As patent attorneys develop knowledge in particular technology areas, they often seek to represent multiple clients in that technology area. This approach, however, can lead to potential conflict of interest problems. In fact, conflicts of interest arising from the representation of multiple clients in the same subject area during patent prosecution have resulted in recent high-profile malpractice lawsuits - Tethys Bioscience Inc. v. Mintz, Levin, Cohn, Ferris, Glovsky and Popeo PC, N.D. Cal., No. C 09-5115 CW and Max-Planck-Gesellschaft zur Frderung der Wissenschaften e.V. v. Wolf Greenfield & Sacks, P.C. 1:09-cv-11168. Regardless of the eventual outcomes of these cases, it is clear that counsel and law firms involved in patent prosecution should carefully evaluate client representations to avoid conflicts that could jeopardize clients’ rights, breach fiduciary duties, and/or violate PTO rules, Model Rules, and state legal ethics rules.1
Is Your Counsel “Loyal?”
The duty of loyalty to each client is of extreme importance in patent practice. One component of the duty of loyalty prevents lawyers from performing a service for one client that adversely affects the interests of another client. This duty arises frequently in the context of patent prosecution. When the lawyer discovers that he has been drafting applications in the same technology area for different clients, what are his options and duties? Choosing to represent a new client having deeper pockets over an existing client, as sometimes occurs in the present economic climate, may violate the duty of loyalty. In many circumstances wherein a lawyer finds himself with conflicting obligations to file patent applications, the only solution to the conflict is to resign from both representations. Otherwise, even after the lawyer has resigned from representing one company, his work on the application for the remaining company may be colored by his knowledge of the putative rights of the departed client. Clearly, when two companies are operating businesses creating intellectual property in the same technical subject matter, the duty of loyalty becomes very significant to the lawyer's ability to represent both companies.
Is Your Confidential Information at Risk?
The federal regulations governing procedures before the PTO require disclosure by the inventor or his attorney of any information known to either of them and material to the prosecution of a patent application. Meanwhile, Rule 1.6 of the Model Rules of Professional Conduct prohibits an attorney from revealing the confidential information of his client. The PTO also requires that an attorney preserve “the confidences and secrets of a client.”
The duty to disclose and the requirement to keep client confidences create a direct conflict of interest when an attorney possesses confidential information from one client that also happens to be material to the prosecution of a patent for another client. This conflict is especially critical because a patent prosecuted without full disclosure of material information by the attorney may be found unenforceable down the road.
If an attorney is unable to disclose confidential information obtained from one client, but is duty-bound to disclose the information in order to fulfill his duty of candor to the PTO for a second client, the attorney must withdraw from the representation. An attorney does not have the option to continue prosecuting a patent application while failing to disclose his actual material knowledge, even though this information may be the confidential information of another client.

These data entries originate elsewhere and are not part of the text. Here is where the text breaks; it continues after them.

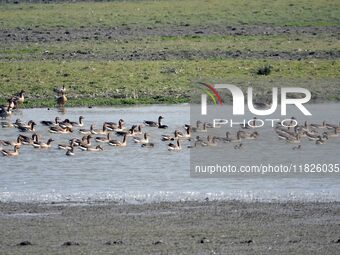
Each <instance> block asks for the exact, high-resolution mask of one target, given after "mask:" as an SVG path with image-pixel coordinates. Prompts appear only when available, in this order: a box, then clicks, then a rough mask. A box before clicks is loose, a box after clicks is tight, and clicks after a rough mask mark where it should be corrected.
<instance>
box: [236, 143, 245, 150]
mask: <svg viewBox="0 0 340 255" xmlns="http://www.w3.org/2000/svg"><path fill="white" fill-rule="evenodd" d="M243 148H244V146H243V143H240V144H236V145H235V146H234V149H235V150H240V149H243Z"/></svg>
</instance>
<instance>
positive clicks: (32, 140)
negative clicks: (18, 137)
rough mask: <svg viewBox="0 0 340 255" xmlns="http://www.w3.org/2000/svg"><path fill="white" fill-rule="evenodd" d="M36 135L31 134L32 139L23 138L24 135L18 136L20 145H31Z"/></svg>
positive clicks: (34, 139) (26, 136)
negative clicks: (20, 139) (20, 144)
mask: <svg viewBox="0 0 340 255" xmlns="http://www.w3.org/2000/svg"><path fill="white" fill-rule="evenodd" d="M36 136H37V134H35V133H34V134H32V138H30V137H28V136H25V135H19V137H20V139H21V142H22V144H24V145H31V144H32V143H33V142H34V141H35V140H36Z"/></svg>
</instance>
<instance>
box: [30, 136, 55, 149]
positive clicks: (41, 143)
mask: <svg viewBox="0 0 340 255" xmlns="http://www.w3.org/2000/svg"><path fill="white" fill-rule="evenodd" d="M53 141H54V140H53V139H52V138H50V139H48V140H47V142H46V143H43V142H39V141H38V140H36V141H34V142H33V143H32V146H33V147H34V148H36V149H37V148H40V149H47V148H51V143H52V142H53Z"/></svg>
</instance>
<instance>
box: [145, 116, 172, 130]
mask: <svg viewBox="0 0 340 255" xmlns="http://www.w3.org/2000/svg"><path fill="white" fill-rule="evenodd" d="M162 119H164V117H163V116H159V117H158V122H155V121H151V120H144V124H145V125H146V126H149V127H158V128H163V129H164V128H168V126H167V125H163V124H162Z"/></svg>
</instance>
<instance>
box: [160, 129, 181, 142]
mask: <svg viewBox="0 0 340 255" xmlns="http://www.w3.org/2000/svg"><path fill="white" fill-rule="evenodd" d="M179 133H180V132H179V131H178V130H175V132H174V136H171V135H162V139H161V140H162V141H174V140H175V139H178V138H179Z"/></svg>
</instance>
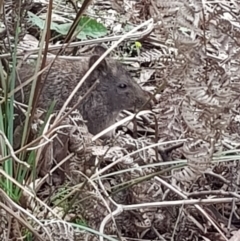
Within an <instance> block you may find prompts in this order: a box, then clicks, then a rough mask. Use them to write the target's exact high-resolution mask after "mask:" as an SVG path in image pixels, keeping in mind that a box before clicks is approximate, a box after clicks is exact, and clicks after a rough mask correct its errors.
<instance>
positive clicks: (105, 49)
mask: <svg viewBox="0 0 240 241" xmlns="http://www.w3.org/2000/svg"><path fill="white" fill-rule="evenodd" d="M104 52H106V49H105V48H104V47H102V46H101V45H97V46H96V47H95V48H94V50H93V53H94V54H98V55H100V56H101V55H103V54H104Z"/></svg>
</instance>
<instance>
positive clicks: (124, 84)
mask: <svg viewBox="0 0 240 241" xmlns="http://www.w3.org/2000/svg"><path fill="white" fill-rule="evenodd" d="M118 87H119V88H121V89H126V88H127V85H126V84H119V85H118Z"/></svg>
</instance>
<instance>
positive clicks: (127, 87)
mask: <svg viewBox="0 0 240 241" xmlns="http://www.w3.org/2000/svg"><path fill="white" fill-rule="evenodd" d="M97 48H98V49H97V54H96V55H93V56H91V58H90V61H89V67H91V66H92V65H93V64H94V63H95V62H96V61H97V59H98V58H99V57H100V56H101V55H102V52H104V51H105V50H104V49H103V48H101V47H97ZM95 52H96V50H95ZM93 74H94V76H95V78H98V79H99V80H100V84H99V86H98V87H97V88H98V91H99V93H100V94H101V95H102V96H103V99H104V102H105V103H106V104H107V105H109V108H110V109H111V110H112V111H115V112H116V111H121V110H124V109H127V110H135V109H139V108H141V107H142V106H143V105H144V104H145V103H146V102H147V100H148V98H149V96H148V95H147V93H146V92H145V91H144V90H143V89H142V88H141V87H140V86H139V85H138V84H137V83H136V82H135V81H134V80H133V79H132V77H131V76H130V74H129V72H128V71H127V70H126V69H125V68H124V67H123V65H122V64H121V63H120V62H118V61H116V60H113V59H109V58H108V59H107V60H105V59H104V60H103V61H102V62H101V63H100V64H99V65H98V67H97V69H96V70H95V71H94V73H93ZM146 108H149V105H147V106H145V109H146Z"/></svg>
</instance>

Is Your Counsel Taking Steps to Protect You as a Client?
Most firms, at a minimum, utilize procedures for preventing a new client representation where a conflict of interest is present with an existing client. Some firms perform conflicts checks by simply comparing the names of adverse parties in the proposed new matters with a list of firm clients, and then to compare the name of the new client with a list of matters for existing clients to see whether the new client is adverse in an existing matter. This traditional method of avoiding conflicts is often ineffective in detecting potential subject matter conflicts. A firm must be proactive in the field of patent prosecution; specifically, a firm must take systematic protective measures against creating subject matter conflicts. Thus, there is an ongoing need for subject matter conflict review at all law firms with new cases continuously being taken up.
Many firms properly utilize a second round of checks for subject matter conflicts. The problem with this approach, however, is that some firms are willing to take on the risk of actual or potential subject matter conflicts in ex parte matters such as patent prosecution.
In conclusion, given today’s competitive technology climate, you need to know if your counsel is looking out for you. It is imperative to carefully question your patent counsel as to the potential subject matter overlaps in the same or related technologies. There are, of course, significant advantages in retaining a patent prosecution counsel with prior experience in the same technology. Nevertheless, clients should always consider whether the advantage of retaining a lawyer with prior experience outweighs the chance that a future subject-matter conflict will arise.